The central message of the gospel IS NOT that the world is coming to an end. Though we recognize that this world will pass away, we live in the hope of the world to come. Jesus said to us, “And behold, I am with you always, until the end of the age.” (Matt 28:20) He kept that promise by instituting the Eucharist, His resurrection, sending of the Holy Spirit, and establishing His visible Church on earth which the gates of hell will not prevail over it. Regardless of what’s happening in the community, nation, and the world, the right response of a disciple of Jesus Christ is to be an instrument of peace and hope. We are to trust Jesus who will work in us through the Holy Spirit. If what we say and do instills fear or division in others, we need to prayerfully discern what kind of fruit we are bearing. Fear and division are not of Christ. Our mission is to bring compassion, joy, peace, and gentleness to this world.

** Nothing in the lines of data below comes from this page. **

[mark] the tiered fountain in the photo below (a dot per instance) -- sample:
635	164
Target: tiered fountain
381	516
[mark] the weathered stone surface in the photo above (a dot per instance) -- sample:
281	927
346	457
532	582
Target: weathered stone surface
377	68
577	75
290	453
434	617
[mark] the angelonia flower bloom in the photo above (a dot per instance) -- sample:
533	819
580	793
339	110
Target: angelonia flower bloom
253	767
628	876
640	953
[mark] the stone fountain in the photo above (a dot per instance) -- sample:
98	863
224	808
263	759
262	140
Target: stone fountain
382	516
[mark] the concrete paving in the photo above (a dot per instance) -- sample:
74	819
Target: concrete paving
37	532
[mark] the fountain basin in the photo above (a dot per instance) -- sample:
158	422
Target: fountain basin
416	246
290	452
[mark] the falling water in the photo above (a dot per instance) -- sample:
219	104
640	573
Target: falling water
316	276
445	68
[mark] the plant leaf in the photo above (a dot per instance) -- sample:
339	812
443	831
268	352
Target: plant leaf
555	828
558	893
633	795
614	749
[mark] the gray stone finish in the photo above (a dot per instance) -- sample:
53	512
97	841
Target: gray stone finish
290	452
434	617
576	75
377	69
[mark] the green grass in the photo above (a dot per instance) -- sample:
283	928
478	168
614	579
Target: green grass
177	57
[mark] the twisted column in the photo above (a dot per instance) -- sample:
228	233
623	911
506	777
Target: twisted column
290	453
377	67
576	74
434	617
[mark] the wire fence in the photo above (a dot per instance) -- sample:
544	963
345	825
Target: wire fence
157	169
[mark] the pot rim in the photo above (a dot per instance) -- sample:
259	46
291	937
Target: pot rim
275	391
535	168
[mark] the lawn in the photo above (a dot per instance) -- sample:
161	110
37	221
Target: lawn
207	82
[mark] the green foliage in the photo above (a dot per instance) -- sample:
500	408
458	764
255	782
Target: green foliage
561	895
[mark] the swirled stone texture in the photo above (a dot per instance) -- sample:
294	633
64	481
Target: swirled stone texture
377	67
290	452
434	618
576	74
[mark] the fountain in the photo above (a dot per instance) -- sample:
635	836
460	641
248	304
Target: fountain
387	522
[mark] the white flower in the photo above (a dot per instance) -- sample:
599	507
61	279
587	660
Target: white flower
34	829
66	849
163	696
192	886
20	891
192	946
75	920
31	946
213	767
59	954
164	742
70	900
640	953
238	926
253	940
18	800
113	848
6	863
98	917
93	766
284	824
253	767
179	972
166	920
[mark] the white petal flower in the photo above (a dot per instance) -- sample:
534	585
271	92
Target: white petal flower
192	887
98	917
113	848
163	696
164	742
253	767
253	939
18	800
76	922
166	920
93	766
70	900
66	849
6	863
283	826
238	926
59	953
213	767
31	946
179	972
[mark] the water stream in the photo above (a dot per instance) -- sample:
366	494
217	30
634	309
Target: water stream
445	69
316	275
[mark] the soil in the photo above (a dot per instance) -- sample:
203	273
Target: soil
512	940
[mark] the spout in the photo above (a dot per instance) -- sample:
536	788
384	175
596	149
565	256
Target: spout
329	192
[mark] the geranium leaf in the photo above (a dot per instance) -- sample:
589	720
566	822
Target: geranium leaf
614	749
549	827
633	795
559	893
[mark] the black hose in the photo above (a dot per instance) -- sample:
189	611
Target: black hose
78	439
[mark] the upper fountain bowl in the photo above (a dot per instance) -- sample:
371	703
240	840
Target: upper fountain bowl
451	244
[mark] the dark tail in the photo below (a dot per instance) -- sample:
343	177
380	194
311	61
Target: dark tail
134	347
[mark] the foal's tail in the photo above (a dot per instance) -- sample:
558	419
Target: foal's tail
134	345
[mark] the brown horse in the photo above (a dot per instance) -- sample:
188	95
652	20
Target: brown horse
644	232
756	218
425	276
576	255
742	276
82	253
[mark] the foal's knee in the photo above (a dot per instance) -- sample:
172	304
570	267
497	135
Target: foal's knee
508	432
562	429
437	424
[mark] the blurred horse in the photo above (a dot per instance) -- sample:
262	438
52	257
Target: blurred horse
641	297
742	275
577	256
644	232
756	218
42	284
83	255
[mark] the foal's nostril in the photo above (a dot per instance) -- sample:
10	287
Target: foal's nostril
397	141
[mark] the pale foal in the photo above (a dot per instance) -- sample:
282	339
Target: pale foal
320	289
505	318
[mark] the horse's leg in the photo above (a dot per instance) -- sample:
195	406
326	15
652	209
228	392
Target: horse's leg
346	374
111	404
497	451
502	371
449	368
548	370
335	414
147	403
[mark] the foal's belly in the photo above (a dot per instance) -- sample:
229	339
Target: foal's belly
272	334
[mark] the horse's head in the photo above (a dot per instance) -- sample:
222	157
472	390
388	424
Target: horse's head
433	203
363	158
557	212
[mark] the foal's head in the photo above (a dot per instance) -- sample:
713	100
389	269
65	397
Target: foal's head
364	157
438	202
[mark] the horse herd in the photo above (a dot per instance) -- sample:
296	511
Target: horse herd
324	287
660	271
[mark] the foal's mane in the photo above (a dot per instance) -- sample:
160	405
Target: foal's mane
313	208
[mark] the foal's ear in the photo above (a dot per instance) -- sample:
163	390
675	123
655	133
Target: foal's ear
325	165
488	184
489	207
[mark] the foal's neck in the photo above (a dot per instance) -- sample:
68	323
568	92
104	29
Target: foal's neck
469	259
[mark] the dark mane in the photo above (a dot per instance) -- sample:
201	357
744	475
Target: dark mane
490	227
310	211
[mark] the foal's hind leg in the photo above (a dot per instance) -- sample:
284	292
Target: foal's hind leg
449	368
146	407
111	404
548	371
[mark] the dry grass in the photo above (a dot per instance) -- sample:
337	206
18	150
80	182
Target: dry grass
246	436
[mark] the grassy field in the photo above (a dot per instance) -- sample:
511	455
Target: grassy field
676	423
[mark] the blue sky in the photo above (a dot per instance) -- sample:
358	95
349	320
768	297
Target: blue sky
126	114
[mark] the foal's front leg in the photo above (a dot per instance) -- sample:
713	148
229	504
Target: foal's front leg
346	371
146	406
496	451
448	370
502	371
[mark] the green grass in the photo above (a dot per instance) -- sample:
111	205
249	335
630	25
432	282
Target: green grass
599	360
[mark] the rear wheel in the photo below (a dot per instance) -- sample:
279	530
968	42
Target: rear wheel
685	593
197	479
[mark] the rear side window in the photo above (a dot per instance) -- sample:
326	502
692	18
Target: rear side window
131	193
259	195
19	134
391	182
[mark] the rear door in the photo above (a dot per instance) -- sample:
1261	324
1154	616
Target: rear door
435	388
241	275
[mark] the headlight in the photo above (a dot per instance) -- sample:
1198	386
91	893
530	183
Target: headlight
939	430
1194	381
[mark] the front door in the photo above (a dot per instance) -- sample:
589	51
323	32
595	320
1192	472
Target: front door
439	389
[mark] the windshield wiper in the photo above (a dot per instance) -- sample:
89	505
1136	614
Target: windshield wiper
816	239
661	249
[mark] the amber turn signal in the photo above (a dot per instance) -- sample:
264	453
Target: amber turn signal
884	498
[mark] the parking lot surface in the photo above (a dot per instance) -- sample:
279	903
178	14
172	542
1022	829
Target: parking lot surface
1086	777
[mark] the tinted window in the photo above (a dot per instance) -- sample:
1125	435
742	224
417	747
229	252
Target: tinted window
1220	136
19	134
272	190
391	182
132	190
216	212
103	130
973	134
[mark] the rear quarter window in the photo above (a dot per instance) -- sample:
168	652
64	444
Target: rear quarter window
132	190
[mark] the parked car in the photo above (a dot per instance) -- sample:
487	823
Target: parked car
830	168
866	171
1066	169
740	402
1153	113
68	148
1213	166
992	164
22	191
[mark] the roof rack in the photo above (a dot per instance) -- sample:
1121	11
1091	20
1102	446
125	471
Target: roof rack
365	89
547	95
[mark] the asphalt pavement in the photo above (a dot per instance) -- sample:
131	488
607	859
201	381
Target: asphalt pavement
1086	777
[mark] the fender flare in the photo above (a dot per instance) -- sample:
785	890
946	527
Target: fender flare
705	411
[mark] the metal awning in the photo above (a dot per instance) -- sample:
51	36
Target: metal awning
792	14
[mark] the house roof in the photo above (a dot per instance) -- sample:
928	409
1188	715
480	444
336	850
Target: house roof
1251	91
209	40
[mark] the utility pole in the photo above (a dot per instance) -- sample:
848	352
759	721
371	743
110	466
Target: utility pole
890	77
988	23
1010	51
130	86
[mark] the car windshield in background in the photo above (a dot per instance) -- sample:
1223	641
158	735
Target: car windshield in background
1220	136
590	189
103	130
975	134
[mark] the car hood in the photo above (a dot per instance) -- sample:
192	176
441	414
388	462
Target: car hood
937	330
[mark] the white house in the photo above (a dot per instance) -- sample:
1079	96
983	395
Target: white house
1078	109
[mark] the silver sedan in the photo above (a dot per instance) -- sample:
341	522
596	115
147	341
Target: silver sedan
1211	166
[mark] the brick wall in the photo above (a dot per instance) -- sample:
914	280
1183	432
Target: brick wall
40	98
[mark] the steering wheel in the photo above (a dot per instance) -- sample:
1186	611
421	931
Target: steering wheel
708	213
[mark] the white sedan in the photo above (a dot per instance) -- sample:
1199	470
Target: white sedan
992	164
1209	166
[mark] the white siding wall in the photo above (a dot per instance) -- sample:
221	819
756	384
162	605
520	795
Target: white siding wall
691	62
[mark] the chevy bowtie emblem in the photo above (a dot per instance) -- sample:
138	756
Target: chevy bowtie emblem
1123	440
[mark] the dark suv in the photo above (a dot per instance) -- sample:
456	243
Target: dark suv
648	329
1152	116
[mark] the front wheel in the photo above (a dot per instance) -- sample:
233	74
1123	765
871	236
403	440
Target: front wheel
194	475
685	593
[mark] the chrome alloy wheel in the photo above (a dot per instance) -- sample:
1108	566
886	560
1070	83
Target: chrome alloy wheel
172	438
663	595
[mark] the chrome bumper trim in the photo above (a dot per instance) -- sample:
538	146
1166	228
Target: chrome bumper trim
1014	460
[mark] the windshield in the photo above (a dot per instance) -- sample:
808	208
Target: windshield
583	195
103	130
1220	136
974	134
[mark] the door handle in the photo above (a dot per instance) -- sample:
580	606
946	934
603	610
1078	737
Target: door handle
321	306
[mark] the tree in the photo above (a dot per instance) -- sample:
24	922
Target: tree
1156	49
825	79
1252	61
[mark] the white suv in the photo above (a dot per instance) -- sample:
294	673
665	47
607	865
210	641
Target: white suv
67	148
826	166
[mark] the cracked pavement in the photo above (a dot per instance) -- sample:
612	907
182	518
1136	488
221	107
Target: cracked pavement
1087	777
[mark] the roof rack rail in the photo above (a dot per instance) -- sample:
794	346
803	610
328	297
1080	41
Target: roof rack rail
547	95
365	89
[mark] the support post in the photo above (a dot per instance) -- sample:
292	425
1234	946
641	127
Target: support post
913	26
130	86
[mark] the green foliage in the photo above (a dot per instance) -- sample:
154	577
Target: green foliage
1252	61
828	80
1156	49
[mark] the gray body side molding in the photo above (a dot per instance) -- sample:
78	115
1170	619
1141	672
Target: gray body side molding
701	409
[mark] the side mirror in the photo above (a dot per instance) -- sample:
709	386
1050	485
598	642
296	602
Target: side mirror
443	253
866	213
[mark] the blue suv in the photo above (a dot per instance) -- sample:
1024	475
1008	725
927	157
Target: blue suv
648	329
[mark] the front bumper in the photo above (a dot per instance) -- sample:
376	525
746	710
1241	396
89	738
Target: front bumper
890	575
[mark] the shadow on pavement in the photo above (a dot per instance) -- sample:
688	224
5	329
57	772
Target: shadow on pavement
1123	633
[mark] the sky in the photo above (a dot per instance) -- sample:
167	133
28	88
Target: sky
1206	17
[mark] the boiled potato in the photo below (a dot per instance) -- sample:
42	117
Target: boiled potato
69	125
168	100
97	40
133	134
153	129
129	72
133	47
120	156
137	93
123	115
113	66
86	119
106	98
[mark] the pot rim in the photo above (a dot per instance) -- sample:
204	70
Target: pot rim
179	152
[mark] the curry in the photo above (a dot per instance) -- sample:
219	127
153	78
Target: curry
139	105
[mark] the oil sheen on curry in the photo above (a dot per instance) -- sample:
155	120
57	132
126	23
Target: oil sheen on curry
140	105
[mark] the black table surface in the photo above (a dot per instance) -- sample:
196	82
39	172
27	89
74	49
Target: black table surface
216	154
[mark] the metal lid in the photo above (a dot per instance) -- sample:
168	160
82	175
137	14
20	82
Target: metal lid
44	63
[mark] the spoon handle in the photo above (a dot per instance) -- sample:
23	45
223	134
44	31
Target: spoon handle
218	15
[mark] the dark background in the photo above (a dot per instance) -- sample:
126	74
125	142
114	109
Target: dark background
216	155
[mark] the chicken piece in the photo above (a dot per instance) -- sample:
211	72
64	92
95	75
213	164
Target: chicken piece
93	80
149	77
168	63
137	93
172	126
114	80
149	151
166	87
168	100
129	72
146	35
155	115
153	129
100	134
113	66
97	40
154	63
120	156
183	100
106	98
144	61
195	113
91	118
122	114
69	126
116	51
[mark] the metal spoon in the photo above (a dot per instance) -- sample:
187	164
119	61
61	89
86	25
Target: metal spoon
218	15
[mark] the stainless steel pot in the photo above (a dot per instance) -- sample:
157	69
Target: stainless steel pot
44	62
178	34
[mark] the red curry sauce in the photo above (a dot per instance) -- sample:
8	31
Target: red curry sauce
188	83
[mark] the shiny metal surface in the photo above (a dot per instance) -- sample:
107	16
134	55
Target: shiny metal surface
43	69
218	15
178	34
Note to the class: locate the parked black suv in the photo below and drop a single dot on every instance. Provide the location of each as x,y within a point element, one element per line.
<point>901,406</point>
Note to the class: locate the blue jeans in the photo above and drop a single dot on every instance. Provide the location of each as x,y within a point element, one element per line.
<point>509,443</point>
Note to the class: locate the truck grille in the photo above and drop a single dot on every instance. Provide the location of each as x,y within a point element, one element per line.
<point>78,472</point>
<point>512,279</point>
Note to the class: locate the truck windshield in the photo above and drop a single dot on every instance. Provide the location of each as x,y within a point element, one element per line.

Going back to the 100 year old lady. She saw her doctor not too long ago for a checkup. He was her 4th or 5th doctor--her former doctors all have past. Looking over her blood work, the doctor asked her whether she was eating sweets because her blood sugar was high. She said she have been fasting from sweets the past 50 years. He then asked her whether she was adding sugar in her coffee. She said no, because sugar is considered sweets. She then revealed that she added condensed milk in her coffee--she didn’t consider that as a sweet. When asked how much, she said 3 cans per week. He nearly fell out of his chair. He wondered how she didn’t die of diabetes the past 50 years.
We worry about many things in life including fear of the end times. Nothing happens without God’s consent; He counts even every hair on our head. Knowing this we cannot fear what’s ahead of us. In Jesus we find a new hope, a new strength, and a new confidence. When we live by faith, we realize that Our Lord who wrote the history of mankind accompanies us in our own history as well.